Power utility PPC’s decision to further extend its negotiating period with industrial producers for new high-voltage tariff agreements is futile, EVIKEN, the Association of Industrial Energy Consumers has suggested in a statement, indicating the utility has no interest to compromise.
EVIKEN contended PPC’s reluctant tactics are stalling its negotiations with high-voltage customers.
PPC officially informed industrial customers of its decision to extend the negotiating period for new high-voltage tariff agreements until June 15, but, even so, as of today, has unilaterally revised existing terms, greatly reducing punctuality and advance-payment discounts offered to this consumer category.

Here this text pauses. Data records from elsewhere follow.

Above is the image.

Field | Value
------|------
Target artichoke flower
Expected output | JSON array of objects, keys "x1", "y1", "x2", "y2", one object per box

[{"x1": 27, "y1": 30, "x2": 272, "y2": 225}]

These revisions promise to increase energy supply costs for PPC’s industrial customers by levels of between 4 to 12 percent, depending on respective profiles, according to estimates.
A preceding PPC extension for its negotiations with high-voltage customers, offering an additional two months, expired on February 28.
The power utility’s demands include increases that would result in energy-cost hikes of up to 40 percent, the cancellation of nighttime tariffs for steel industries, imposition of a clause linked with balancing market cost, as well as restrictions effectively obstructing industrial loads from market participation, the industrial energy consumers association noted in its announcement.
Despite the impasse prompted by its demands, PPC is now offering its industrial customers a new ultimatum in an effort to force them to accept unfavorable terms for new supply contracts, EVIKEN stated.
The key question is whether PPC ultimately wants constructive dialogue with industry to avoid a negotiation deadlock, which would be detrimental to all parties involved, EVIKEN noted.
The sector’s prolonged uncertainty over energy costs is hampering plans for production increases and new investments, greatly impacting the competitiveness of the country’s major producers, the association stressed.